Latest figures released by the Environmental Protection Agency (EPA) show that by 2020, emissions from agriculture, transport, building, waste and non-energy intensive industry here are predicted to be between 9% and 14% lower than 2005 levels.

The target that Ireland has been set by the EU is to reduce emissions 20% by 2020 when compared to levels 15 years earlier. 

According to the EPA, Ireland will only meet its EU obligations if annual reduction targets are exceeded over the period between 2013 and 2017.

This would require adoption of ambitious policies and measures, including reduction of domestic and business energy consumption, and increased use of renewable fuels in transport heating, the agency says.

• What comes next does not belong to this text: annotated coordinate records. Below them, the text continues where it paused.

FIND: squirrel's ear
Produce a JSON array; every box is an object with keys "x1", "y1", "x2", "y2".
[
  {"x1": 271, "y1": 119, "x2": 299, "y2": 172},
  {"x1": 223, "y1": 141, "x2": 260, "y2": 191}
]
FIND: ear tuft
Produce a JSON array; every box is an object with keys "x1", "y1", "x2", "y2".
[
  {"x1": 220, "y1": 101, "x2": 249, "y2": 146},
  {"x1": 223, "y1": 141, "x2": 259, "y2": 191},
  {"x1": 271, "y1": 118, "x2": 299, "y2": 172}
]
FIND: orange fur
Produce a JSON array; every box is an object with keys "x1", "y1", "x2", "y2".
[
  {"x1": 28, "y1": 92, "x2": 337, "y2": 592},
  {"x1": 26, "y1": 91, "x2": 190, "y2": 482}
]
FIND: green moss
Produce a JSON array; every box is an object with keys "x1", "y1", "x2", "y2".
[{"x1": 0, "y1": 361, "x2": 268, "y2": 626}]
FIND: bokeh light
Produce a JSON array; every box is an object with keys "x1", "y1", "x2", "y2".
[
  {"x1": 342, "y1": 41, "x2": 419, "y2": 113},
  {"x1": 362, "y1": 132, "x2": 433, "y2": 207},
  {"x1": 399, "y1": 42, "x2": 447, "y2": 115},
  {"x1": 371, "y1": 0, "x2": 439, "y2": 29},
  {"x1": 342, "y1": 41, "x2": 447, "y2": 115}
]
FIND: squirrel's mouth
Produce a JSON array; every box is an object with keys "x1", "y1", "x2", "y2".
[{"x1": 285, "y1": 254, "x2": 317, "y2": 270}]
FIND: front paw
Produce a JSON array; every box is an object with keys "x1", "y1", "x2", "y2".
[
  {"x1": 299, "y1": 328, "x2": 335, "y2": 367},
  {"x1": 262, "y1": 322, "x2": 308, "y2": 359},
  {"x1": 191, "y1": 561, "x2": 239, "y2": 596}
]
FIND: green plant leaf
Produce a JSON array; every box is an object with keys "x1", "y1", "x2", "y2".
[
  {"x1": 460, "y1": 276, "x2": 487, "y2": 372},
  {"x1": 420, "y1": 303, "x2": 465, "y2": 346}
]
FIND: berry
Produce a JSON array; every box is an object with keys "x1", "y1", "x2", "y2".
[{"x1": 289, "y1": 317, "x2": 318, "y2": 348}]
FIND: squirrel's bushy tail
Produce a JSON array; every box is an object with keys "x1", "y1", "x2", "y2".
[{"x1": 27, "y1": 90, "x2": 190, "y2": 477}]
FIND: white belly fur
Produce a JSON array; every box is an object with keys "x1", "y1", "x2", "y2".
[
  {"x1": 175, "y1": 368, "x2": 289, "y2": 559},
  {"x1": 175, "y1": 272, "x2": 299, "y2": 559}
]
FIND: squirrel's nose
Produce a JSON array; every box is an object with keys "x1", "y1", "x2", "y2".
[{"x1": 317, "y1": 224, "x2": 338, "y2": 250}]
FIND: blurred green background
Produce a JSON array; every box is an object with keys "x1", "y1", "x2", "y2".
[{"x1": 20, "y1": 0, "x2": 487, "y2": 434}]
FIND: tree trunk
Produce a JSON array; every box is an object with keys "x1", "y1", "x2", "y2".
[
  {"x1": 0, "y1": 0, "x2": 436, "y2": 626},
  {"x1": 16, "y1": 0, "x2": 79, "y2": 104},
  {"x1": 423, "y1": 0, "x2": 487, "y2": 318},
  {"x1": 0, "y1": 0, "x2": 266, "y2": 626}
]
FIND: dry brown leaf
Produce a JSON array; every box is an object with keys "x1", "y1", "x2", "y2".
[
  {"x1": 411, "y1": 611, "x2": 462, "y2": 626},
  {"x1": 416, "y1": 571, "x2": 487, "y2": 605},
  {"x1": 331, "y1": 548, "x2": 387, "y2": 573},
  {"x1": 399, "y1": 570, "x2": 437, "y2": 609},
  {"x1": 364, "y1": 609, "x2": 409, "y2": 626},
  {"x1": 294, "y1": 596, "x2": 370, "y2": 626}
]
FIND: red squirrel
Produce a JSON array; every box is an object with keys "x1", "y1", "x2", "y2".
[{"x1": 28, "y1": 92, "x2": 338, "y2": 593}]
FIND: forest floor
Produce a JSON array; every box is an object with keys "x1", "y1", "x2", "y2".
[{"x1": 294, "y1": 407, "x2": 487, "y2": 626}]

The biggest contributors to greenhouse gas emissions here are agriculture and transport, which together account for 75% of emissions in the sectors where trading cannot take place.

Both sectors are expected to increase their emissions in the period 2013 to 2020, with agricultural emissions rising 2% and transport emissions increasing up to 19%.

New targets will follow for the period from 2021-2030 and if Ireland hasn't met its EU targets by 2020, it is likely to put further pressure on the country to meet the new targets in the years after that. 

"Our economy is now beginning to grow again and we must balance our focus on growth with a focus on becoming more sustainable and reducing emissions," said Laura Burke, EPA Director General in a statement.